Unless you have a giant stack of money just lying around then you’re probably going to need some type of mortgage financing to purchase your first home. If you’re like many buyers across the country then you probably have many questions. Should you try to get an FHA-insured loan or should you go conventional? What about mortgage insurance? Is there any way to avoid paying it if you put down a larger down payment? Is there a difference a major difference between the prevailing interest rates under FHA’s programs compared to those of conventional loan programs? There are examples of questions that many borrowers face. Here are some of the ways that FHA and conventional loan programs differ.
FHA requires that a borrower come up with 3.5 percent of the purchase price as a down payment. Conventional loans require a minimum of 5 percent. Regardless of the loan-to-value on a 30-year FHA-insured mortgage loan a borrower must pay for mortgage insurance both annually and upfront. Depending on the loan-to-value ratio, a borrower will have to pay a certain percentage of mortgage insurance with a conventional loan. Borrowers don’t have to pay mortgage insurance when the loan-to-value is at or below 80 percent. As interest rates tend to be comparable for FHA and Conventional loans it is generally the amount of mortgage insurance that will determine which loan costs more over the life of the loan, all other things being equal.
With FHA there is more flexibility with regard to credit compared to conventional loans. For example, a borrower with no traditional credit history at all, or even a troubled credit history, may qualify for a loan under FHA guidelines. When a borrower has gone through a period of bad credit FHA underwriter will try to determined the cause. When a borrower undergoes a time of financial struggle that is the direct result of circumstances that the borrower has no control over of then the borrower may be eligible for an underwriting exception so long as the circumstances that led to the difficulty are a thing of the past. The death of a spouse or even a serious medical problem are just two examples of circumstances that would be considered beyond a person’s control. Plus, no minimum credit score is required in order to be eligible for an FHA-insured loan. Nevertheless, you’ll find that many FHA lenders have a minimum credit score requirement which has been voluntarily imposed. Conventional loan guidelines are much stricter with respect to credit.
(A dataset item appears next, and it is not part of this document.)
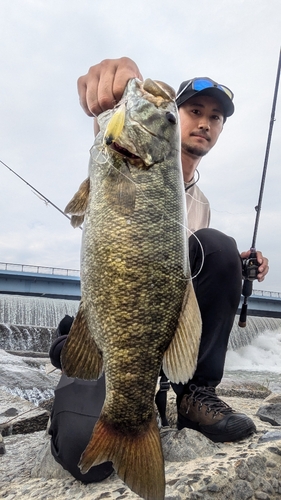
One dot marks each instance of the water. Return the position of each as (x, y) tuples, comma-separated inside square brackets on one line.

While the collapse of the sub-prime mortgage market and all the upheaval that followed brought all mortgage borrowers under greater scrutiny it is nevertheless still possible to get a home loan. For most, credit damage is the result of being unable, rather than unwilling, to pay one’s bills. By faithfully maintaining and growing a savings account you will be less likely to find yourself in a position where you are unable to pay your bills.